If God was a person, sitting across from you right now, how would he look at you? When you’d talk to Him, what expression would animate His face? Would it be like your Dad’s—that time you did that thing, and he grounded you for a month? Or would it look like your mom’s, the time you told her you messed up? You were afraid she’d be angry, but instead, she held you even though you thought you were too big for holding.
If Jesus met you for coffee, do you think you’d look at Him in the eye? When He asks you how you’re doing, and you start explaining the thing that is breaking your heart right now—do you think He’d roll his eyes? As if to say, “Here she goes again.” Or would He listen, like your best friend does? His eyes never leaving you, and only interrupting to ask good, related questions to your struggles. Would annoyance flood His face? Or compassion?
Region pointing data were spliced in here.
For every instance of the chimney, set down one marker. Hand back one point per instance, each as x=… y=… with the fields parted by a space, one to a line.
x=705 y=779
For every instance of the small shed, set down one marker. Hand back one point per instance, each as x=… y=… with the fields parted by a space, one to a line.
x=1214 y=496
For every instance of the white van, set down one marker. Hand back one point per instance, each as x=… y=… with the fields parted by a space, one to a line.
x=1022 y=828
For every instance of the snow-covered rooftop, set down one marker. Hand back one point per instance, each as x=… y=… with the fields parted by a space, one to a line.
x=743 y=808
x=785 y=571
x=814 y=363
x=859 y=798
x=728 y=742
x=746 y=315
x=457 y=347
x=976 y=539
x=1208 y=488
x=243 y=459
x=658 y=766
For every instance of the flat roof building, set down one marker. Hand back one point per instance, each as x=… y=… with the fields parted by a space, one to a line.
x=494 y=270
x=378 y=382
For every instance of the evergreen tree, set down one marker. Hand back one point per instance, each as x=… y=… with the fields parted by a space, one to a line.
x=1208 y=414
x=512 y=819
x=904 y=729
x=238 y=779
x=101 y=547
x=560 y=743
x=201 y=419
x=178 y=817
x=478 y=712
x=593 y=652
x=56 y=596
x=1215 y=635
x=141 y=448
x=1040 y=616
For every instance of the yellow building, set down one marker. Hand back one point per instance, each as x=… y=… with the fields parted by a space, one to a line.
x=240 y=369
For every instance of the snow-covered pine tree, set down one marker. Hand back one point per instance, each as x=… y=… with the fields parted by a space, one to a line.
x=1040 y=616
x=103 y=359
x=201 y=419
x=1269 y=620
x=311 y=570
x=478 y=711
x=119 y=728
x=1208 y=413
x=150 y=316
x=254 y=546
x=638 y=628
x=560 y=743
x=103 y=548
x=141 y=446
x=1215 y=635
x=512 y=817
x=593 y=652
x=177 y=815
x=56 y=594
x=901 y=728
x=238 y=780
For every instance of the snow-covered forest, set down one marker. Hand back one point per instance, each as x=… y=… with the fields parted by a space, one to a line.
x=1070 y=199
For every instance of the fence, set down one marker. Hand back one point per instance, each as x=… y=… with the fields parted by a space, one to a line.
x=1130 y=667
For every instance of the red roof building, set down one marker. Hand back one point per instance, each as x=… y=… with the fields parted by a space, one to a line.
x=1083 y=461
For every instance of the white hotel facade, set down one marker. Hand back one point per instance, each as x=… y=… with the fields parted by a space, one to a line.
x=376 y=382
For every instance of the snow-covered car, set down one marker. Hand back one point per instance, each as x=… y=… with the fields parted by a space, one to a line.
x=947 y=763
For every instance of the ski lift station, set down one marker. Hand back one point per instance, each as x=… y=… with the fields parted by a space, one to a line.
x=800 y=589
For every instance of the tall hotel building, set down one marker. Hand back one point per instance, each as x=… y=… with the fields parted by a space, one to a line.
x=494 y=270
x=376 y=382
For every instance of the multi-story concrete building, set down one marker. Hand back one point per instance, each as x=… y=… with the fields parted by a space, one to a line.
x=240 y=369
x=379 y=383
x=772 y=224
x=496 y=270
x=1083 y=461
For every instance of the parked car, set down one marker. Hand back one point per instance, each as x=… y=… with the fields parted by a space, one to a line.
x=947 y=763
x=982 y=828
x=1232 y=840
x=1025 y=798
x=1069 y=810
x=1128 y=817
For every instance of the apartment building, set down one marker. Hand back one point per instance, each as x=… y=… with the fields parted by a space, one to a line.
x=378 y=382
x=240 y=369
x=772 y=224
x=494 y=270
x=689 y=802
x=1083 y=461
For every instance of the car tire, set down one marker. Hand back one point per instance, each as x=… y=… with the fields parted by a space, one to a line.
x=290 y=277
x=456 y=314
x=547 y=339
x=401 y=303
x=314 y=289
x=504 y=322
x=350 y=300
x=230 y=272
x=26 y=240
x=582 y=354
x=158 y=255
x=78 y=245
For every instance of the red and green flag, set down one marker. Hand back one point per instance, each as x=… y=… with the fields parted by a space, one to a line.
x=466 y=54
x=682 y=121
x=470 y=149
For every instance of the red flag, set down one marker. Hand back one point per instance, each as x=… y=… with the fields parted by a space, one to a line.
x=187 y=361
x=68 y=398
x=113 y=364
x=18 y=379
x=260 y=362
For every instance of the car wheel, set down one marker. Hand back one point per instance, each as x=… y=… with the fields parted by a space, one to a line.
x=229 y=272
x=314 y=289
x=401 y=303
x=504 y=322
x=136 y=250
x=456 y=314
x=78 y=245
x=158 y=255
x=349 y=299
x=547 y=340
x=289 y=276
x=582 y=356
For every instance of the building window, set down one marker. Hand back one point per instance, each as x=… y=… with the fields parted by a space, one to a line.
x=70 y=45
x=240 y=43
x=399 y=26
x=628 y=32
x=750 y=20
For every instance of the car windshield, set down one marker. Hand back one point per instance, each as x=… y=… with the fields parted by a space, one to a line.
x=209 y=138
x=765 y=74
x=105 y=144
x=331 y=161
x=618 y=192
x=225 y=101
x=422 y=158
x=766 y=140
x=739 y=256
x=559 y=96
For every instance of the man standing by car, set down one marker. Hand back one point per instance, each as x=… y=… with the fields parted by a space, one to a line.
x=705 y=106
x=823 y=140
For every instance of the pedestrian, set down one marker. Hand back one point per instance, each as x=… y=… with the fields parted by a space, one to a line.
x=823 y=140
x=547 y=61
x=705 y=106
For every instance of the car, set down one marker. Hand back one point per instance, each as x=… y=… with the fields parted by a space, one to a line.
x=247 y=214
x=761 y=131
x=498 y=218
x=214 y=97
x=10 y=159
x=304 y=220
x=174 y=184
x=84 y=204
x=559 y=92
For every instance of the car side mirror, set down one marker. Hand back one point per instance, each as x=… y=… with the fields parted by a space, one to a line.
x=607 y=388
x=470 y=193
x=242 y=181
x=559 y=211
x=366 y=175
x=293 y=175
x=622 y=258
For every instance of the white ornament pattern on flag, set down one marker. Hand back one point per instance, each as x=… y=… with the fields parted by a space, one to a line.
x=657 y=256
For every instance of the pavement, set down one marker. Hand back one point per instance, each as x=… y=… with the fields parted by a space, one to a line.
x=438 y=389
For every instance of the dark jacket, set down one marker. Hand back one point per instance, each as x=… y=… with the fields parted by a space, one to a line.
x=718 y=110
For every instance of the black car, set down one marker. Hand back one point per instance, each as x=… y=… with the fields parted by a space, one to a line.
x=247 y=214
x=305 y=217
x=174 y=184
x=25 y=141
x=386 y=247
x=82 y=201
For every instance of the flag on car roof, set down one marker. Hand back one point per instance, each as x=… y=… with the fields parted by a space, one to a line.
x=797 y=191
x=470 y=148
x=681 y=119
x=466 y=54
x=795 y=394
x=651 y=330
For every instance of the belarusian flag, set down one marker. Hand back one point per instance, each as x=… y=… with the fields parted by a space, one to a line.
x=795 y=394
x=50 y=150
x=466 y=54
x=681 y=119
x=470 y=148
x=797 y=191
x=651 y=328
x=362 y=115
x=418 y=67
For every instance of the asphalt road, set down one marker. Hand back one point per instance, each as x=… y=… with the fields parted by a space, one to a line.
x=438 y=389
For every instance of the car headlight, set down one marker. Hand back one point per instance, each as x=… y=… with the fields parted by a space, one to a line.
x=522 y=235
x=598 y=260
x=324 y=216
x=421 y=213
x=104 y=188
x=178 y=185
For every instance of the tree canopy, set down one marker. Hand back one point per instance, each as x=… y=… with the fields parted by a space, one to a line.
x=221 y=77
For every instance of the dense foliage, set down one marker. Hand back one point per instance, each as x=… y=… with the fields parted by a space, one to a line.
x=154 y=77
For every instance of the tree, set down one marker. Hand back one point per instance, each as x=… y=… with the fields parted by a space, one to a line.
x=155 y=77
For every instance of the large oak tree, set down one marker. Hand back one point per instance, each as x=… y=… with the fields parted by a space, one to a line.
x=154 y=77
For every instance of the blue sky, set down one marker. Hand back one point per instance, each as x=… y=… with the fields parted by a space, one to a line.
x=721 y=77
When you go about your day to day life, how do you think God looks at you? Writer, Anne Lamott says, “You can safely assume you’ve created God in your own image when it turns out that God hates all the same people you do.” I have always taken this at face value, thinking it means only the people outside of you that you hate. But the truth is, some of us hate ourselves more than anyone we’ve ever met. And, somewhere along the line we began to think, God must too.
Hate is such a strong word. Too strong for me to ever use in describing how I feel about myself. Yet I would be lying, if I said I haven’t projected my own bad feelings about myself on God. As if I never thought He was so over my struggles with food, so disappointed in the decisions I made about boys, or so sick and tired of my prayers. Sometimes, we make God in our own image and decide He doesn’t like us.
But God wouldn’t be God, if we created Him. God wouldn’t be God if His opinions were exactly like mine. And finally God wouldn’t be God, if love wasn’t how He feels about all of His children (John 3:16). Sure, many of our actions grieve Him. Yes, He is calling us to live lives different from what we gravitate towards—ones that will bring us true life and freedom. But that doesn’t mean He has stone walled us. It doesn’t mean He would treat us like an angry authoritarian or an uninterested friend.
Perhaps we have been too busy making God in our own image. Perhaps we have spent too much time away from His Word that we have forgotten what is true. Or perhaps, we’ve never heard the truth and so all we have to go off of, is our image. Whatever the case, wherever we are, God has not changed (Malachi 3:6). His love is greater than all of our mistakes or places of shame. And the way that He is looking at you today, is quite possibly better than you can imagine (Zephaniah 3:17).
How have you imagined God looks at you?
How is God really looking at you today?